Election Commissioner of Bangladesh
- In office 15 February 2017 – 14 February 2022
- President: Abdul Hamid

Personal details
- Born: 1 January 1955 (age 71) Rajshahi, East Pakistan
- Known for: Election commissioner

= Rafiqul Islam (civil servant) =

Election Commissioner of Bangladesh

Rafiqul Islam (born 1 January 1955) is a Bangladeshi civil servant who served as one of the Election Commissioners of Bangladesh during 2017–2022.

==Early life==
Rafiqul Islam was born on 1 January 1955 in Godagari Upazila of Rajshahi District of then East Pakistan (now Bangladesh) to Tufani Mondol and Rahima Begum. He completed his Secondary School Certificate from Godagari High School and Higher Secondary School Certificate from Rajshahi College. He obtained his Bachelor of Arts in Economics in a University of Bulgaria and earned his master's degree in Financial Management from the United Kingdom. In 2004, he received his PhD Degree in Management from the United States. He also has a Diploma on Computing and Project Management.

==Career==
Rafiqul Islam joined the Bangladesh Civil Service (administration) as Assistant Secretary in 1984. He served as Secretary of the Department of Information and Communication Technology and the Ministry of Science and Technology. He also served as the project director, joint secretary and additional secretary in the Election Commission Secretariat. On 31 December 2013, he retired from government service.

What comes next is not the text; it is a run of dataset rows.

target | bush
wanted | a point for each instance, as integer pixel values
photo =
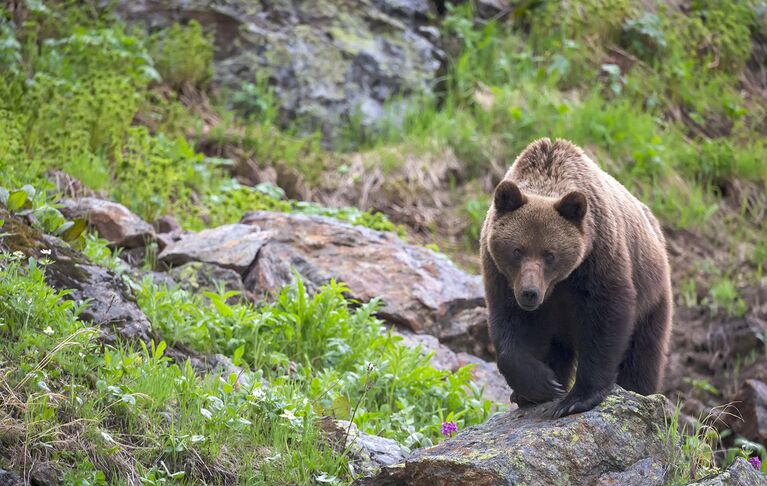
(183, 55)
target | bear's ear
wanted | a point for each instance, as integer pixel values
(508, 197)
(572, 206)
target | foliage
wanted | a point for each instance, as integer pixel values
(183, 55)
(322, 348)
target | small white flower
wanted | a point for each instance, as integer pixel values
(258, 393)
(288, 414)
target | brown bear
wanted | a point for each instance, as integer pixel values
(575, 270)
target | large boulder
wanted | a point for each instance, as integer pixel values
(485, 373)
(113, 221)
(327, 60)
(747, 412)
(232, 246)
(111, 304)
(615, 443)
(421, 290)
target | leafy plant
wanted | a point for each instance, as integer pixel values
(183, 55)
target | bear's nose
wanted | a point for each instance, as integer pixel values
(530, 296)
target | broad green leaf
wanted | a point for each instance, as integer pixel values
(237, 356)
(79, 243)
(50, 218)
(30, 191)
(341, 407)
(17, 200)
(74, 231)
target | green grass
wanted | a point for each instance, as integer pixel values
(656, 97)
(107, 414)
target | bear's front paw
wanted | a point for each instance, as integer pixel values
(542, 392)
(576, 403)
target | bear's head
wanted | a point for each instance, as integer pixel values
(536, 241)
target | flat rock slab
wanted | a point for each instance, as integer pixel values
(421, 290)
(485, 373)
(603, 446)
(232, 246)
(112, 307)
(366, 452)
(113, 222)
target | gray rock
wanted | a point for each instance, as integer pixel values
(8, 478)
(485, 374)
(167, 224)
(747, 413)
(199, 276)
(523, 447)
(327, 60)
(112, 307)
(233, 246)
(113, 222)
(740, 473)
(646, 472)
(367, 452)
(421, 290)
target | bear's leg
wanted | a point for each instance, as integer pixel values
(643, 365)
(561, 360)
(606, 322)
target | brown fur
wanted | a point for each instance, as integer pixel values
(575, 268)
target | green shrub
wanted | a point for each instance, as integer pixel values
(183, 55)
(341, 357)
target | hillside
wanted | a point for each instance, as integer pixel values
(235, 234)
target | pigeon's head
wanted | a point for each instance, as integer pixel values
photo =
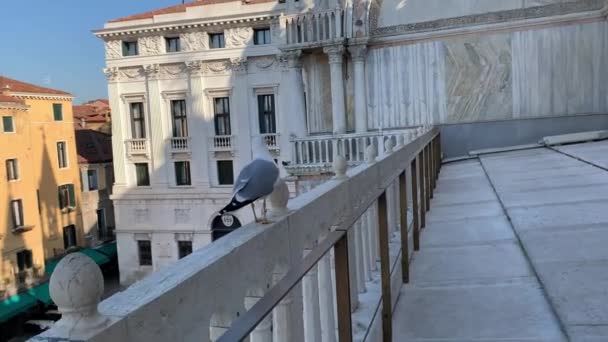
(260, 149)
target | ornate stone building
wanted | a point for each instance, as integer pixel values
(190, 85)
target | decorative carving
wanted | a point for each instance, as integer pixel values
(152, 71)
(182, 216)
(291, 59)
(132, 74)
(239, 64)
(173, 71)
(194, 41)
(196, 68)
(112, 74)
(335, 53)
(150, 46)
(113, 49)
(239, 36)
(358, 52)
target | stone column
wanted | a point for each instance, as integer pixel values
(157, 135)
(312, 316)
(335, 54)
(118, 130)
(198, 129)
(358, 54)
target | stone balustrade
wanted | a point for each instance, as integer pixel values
(200, 296)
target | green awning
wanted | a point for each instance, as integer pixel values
(41, 292)
(15, 305)
(108, 249)
(99, 258)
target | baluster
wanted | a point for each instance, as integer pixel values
(312, 317)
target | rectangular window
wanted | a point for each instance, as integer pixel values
(225, 172)
(144, 248)
(221, 110)
(138, 123)
(142, 174)
(261, 36)
(216, 41)
(12, 169)
(57, 111)
(92, 178)
(66, 196)
(172, 44)
(62, 156)
(180, 122)
(129, 48)
(184, 248)
(182, 173)
(24, 260)
(17, 213)
(266, 114)
(7, 124)
(69, 236)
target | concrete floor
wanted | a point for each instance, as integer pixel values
(536, 270)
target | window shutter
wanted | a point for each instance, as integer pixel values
(72, 195)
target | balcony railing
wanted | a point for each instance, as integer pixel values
(221, 143)
(316, 153)
(252, 283)
(137, 147)
(314, 27)
(180, 144)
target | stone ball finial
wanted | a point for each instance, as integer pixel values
(340, 167)
(76, 287)
(370, 154)
(279, 198)
(389, 145)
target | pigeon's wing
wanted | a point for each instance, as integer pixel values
(256, 180)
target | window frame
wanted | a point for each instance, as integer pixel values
(147, 244)
(17, 217)
(12, 120)
(267, 37)
(219, 173)
(63, 161)
(188, 174)
(137, 182)
(126, 50)
(12, 168)
(168, 41)
(221, 43)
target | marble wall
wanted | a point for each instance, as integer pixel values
(484, 77)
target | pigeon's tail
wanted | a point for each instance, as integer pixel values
(235, 205)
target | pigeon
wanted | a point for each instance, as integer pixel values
(256, 180)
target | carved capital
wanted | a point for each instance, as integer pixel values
(238, 64)
(358, 52)
(335, 53)
(195, 68)
(152, 71)
(291, 59)
(112, 74)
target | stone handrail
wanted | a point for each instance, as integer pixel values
(200, 296)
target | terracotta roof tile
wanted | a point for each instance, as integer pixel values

On 15 February 2017, Rafiqul Islam was appointed as a member of the Bangladesh Election Commission by the President of Bangladesh Abdul Hamid. The commission consists of five members and headed by KM Nurul Huda.

==Personal life==
Rafiqul Islam is married to Nazmun Ara Begum, a former Professor of Eden Mohila College, in his personal life. The couple has a son and a daughter.